The following was first published in 1877. Yet, when you read it, consider how much it describes the present state of the Church at large today. Old but true words.

I leave the subject of my introduction here, and hasten to a conclusion. I confess that I lay down my pen with feelings of sorrow and anxiety. There is much in the attitude of professing Christians in this day which fills me with concern, and makes me full of fear for the future. 
There is an amazing ignorance of Scripture among many, and a consequent want of established, solid religion. In no other way can I account for the ease with which people are, like children, "tossed to and fro, and carried about by every wind of doctrine" (Eph. 4:14).
There is an Athenian love of novelty abroad, and a morbid distaste for anything old and regular, and in the beaten path of our forefathers. Thousands will crowd to hear a new voice and anew doctrine, without considering for a moment whether what they hear is true. There is an incessant craving after any teaching which is sensational, and exciting, and rousing to the feelings. There is an unhealthy appetite for a sort of spasmodic and hysterical Christianity. The religious life of many is little better than spiritual dram-drinking, and the "meek and quiet spirit" which St. Peter commends is clean forgotten (1 Pet. 3:4). Crowds, and crying, and hot rooms, and high-flown singing, and an incessant rousing of the emotions are the only things which many care for. Inability to distinguish differences in doctrine is spreading far and wide, and so long as the preacher is "clever" and "earnest," hundreds seem to think it must be all right, and call you dreadfully "narrow and uncharitable" if you hint that he is unsound!...All this is sad, very sad.

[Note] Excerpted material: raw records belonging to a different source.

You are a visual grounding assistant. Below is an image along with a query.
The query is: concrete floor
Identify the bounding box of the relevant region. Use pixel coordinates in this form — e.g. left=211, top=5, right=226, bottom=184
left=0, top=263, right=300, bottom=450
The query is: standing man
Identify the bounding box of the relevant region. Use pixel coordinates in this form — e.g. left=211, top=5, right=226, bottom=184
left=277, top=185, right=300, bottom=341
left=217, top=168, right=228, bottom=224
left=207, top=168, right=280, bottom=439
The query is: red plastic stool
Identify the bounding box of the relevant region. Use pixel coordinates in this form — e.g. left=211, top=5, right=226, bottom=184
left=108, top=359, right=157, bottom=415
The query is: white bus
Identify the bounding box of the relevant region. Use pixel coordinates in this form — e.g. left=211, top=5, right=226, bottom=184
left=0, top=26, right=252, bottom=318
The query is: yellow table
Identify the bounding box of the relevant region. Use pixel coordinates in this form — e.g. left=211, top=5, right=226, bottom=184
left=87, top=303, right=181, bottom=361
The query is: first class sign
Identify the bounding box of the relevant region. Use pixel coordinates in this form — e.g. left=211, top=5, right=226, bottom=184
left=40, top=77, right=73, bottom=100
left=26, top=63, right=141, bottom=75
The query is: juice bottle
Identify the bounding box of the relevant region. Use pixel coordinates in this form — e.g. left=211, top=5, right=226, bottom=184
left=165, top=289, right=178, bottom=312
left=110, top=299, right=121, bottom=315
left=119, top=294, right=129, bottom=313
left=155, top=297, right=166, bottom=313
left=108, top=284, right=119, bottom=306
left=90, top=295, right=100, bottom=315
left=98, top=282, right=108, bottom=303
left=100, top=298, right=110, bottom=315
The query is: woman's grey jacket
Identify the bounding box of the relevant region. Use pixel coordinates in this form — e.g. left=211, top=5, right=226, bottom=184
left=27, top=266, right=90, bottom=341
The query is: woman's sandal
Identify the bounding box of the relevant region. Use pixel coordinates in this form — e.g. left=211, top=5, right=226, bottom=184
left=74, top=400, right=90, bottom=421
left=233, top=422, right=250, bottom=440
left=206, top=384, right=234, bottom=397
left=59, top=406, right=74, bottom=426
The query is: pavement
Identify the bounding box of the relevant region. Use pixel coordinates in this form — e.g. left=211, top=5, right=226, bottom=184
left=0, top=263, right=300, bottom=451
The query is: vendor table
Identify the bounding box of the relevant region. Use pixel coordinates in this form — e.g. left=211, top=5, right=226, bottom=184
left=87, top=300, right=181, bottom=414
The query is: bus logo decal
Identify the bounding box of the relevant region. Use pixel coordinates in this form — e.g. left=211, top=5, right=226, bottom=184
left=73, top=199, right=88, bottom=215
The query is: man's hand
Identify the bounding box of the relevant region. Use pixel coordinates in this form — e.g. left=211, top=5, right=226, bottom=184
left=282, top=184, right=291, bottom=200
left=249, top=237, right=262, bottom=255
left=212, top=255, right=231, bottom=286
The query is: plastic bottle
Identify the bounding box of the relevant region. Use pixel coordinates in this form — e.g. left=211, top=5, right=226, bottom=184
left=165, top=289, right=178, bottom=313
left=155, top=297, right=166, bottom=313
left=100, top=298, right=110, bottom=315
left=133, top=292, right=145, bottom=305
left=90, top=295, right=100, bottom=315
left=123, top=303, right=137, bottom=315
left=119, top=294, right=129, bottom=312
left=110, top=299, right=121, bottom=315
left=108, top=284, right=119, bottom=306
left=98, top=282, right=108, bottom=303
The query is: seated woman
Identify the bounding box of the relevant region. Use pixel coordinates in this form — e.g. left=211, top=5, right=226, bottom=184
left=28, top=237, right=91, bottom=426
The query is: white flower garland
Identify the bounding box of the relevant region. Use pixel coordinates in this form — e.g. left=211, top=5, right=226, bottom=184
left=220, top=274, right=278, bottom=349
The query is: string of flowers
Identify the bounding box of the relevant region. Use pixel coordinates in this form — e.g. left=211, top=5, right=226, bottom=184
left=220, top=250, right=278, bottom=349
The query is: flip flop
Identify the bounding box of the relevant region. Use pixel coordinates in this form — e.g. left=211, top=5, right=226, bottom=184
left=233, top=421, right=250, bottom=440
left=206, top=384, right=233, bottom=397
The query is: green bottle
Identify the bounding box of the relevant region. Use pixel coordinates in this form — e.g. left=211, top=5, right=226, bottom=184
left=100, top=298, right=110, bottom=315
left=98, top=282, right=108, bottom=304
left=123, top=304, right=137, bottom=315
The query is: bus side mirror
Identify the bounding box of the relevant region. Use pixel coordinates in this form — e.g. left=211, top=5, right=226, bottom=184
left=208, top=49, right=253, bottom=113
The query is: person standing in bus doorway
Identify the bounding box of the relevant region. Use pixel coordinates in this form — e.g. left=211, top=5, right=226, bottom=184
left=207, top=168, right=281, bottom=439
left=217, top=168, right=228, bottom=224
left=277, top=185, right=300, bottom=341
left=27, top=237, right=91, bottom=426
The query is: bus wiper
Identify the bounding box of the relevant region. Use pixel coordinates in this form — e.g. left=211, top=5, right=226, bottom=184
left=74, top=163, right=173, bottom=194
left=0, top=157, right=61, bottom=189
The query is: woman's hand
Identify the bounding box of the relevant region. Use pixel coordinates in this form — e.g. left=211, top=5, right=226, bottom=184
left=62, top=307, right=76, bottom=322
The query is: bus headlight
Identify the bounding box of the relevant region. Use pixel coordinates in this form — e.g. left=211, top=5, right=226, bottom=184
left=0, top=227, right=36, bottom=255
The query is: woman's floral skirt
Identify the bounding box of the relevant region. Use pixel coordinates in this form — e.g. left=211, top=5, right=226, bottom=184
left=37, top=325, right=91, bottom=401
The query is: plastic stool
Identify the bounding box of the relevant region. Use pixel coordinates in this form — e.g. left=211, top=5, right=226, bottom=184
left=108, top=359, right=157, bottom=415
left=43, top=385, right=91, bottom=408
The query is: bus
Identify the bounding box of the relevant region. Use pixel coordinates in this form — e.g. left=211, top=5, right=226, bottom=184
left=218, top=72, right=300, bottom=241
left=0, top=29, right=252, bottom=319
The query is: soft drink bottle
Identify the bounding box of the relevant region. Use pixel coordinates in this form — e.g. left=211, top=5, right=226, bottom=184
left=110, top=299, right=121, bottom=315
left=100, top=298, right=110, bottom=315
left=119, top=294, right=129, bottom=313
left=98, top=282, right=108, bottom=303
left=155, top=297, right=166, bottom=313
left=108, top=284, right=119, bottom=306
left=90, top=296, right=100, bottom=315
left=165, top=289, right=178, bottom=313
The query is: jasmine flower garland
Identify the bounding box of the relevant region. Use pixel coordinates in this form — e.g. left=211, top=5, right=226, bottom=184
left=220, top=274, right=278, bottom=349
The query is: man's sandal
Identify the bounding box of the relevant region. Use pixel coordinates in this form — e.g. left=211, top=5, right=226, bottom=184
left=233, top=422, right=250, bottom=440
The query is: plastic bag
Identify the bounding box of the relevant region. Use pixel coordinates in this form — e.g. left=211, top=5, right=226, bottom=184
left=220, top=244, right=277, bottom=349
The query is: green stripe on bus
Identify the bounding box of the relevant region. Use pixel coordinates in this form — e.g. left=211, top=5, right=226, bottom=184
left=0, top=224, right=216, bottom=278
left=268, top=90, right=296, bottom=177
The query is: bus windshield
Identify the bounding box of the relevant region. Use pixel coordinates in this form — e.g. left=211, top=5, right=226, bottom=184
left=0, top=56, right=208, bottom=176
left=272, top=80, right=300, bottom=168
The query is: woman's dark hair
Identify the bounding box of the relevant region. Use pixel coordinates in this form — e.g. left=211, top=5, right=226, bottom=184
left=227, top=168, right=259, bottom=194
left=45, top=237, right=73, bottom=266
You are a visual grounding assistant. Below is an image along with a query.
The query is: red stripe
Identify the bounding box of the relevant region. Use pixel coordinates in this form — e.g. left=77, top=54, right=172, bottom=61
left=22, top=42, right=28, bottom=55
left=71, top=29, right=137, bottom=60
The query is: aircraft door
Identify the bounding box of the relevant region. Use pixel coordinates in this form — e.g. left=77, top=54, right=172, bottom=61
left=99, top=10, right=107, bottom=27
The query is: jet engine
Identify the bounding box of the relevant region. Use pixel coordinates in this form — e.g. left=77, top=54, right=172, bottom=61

This was penned by J.C. Ryle in his introduction to the always-classic Holiness: Its Nature, Hindrances, Difficulties, & Roots. He was prophetic in that he called his present generation to re-examine God's call to holiness. Prophetic, in that his words ring true today. The plight described by Ryle's sober words has only grown and metastasized in the Church today. God calls his people to be holy, for He is a holy God (1 Pet 1:15, 16). Yet many in the church, and men especially, display very little love for God, and a weak sort of holiness at best.  Indecision, immaturity, vacillation, immorality, and a complete lack of self-control, plague many men in the church today.

Men, God will not have that.  When you stand before God and give an account of your life, only what is holy will stand. Only holy thoughts, words, and deeds will last. Let the men of today who say they are followers of Christ live like it. Men, pursue holiness in the fear of our Holy God. Be a man of valor by pursuing a holy life, a life that is pleasing to God.